Coming Soon to LSTFI

Spring Awakening, co-directed by Sam Barkley and Theresa Burns, is coming to LSTFI this Spring! Sam and Theresa join Will and Simone on this week’s episode of In the Chair to discuss their journey throughout the process of Spring Awakening and how to keep actors safe in the rehearsal room. NYU Tisch at Strasberg students and Spring Awakening cast members Jeff Lawless and Camden Espino join to share their story from an actor’s point of view.

Spring Awakening for Today’s Audience

Set in 19th century Germany, Spring Awakening centers around a group of adolescents in the throes of discovering themselves and their budding sexuality. The production opens to find Wendla, an innocent but curious girl, questioning her mother about where babies come from – questions which go unanswered. Meanwhile, Melchior – an intelligent and radical boy – seeks to teach his peers about sexuality and intimacy from the books he’s read in secret.

Commenting on the parallels between Spring Awakening and the present, Sam notes, “it’s not too much of a lift, really, in getting people to understand the same ways that we are repressing very natural curiosities of teenagers today.” Theresa adds, “the plot of our show doesn’t happen, for the most part, if information is freely shared. And that’s something we deal with today: abstinence-only education, the refusal to share information.”

Dealing with Intense Material

Spring Awakening is rife with heavy, often dark subject matter. The play features explicit intercourse and male masturbation, and deals with topics ranging from domestic abuse and sexual assault to incest. As such, Sam stresses the importance of creating a safe rehearsal space and dealing with the material with a great deal of sensitivity. Sam would work with actors individually to establish “no fly zones” and boundaries without the pressure of other members of the cast and team in the room.

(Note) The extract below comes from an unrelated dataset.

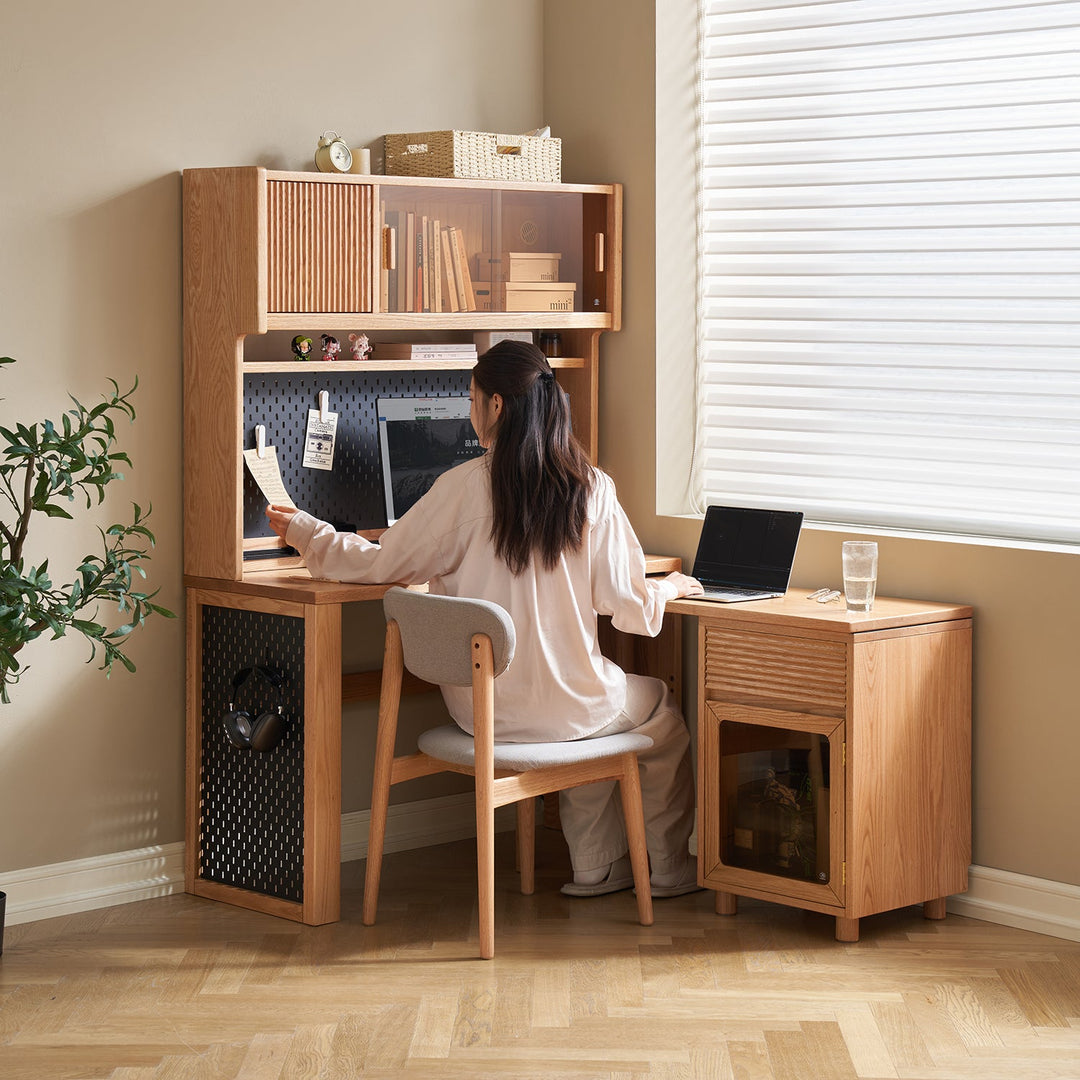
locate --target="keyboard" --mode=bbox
[700,585,780,602]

Sam explains that, too often, actors are expected to improvise or “feel out” scenes involving intimacy, even assault. By staging these scenes slowly, in a choreographed manner, with only the actors involved, he sought to make the actors as comfortable as possible. Theresa recalls the commitment they made before rehearsals began: “We’re not having a rehearsal room in which our actors feel powerless or coerced.”

Finding Alternatives

Sam and Theresa’s approach to blocking and intimacy direction is designed to empower the actor. By creating such a environment, the actors are given the power to speak up when they aren’t comfortable with a piece of direction or moment in the script. Sam explains:

“If an actor says to me, ‘I’m not comfortable kissing my scene partner’ it is my responsibility as a director and as an intimacy choreographer to say, ‘Okay. Thank you for letting me know.’ Now we’re still going to tell the story [but] we’re going to find a different way to do it. Can we go with a kiss on the forehead, perhaps? Can we have a very intimate moment of nuzzling?”

Sam Barkley, director

Jeff tells us that this approach was, in fact, successful. He explains how he always felt safe in the room – and was always prepared for what to expect in any given rehearsal. Camden adds, “we’ve been blessed to have such accommodating directors that really care about what we have to say about the piece and what we are trying to say in our performances.”

Working for Longevity

“This career is a marathon. It’s not a sprint and your body is your job.”

Theresa Burns, director

Creating a safe environment for the actor is not only important for the project at hand, but for the long-haul. Theresa explains how an actor who has felt powerless or coerced in a rehearsal space before is likely to enter their next production with more hesitancy. Simone concludes, “you want to have that positive experience in this project so that in your next project you can bring a positivity and an openness and ableness to continue.”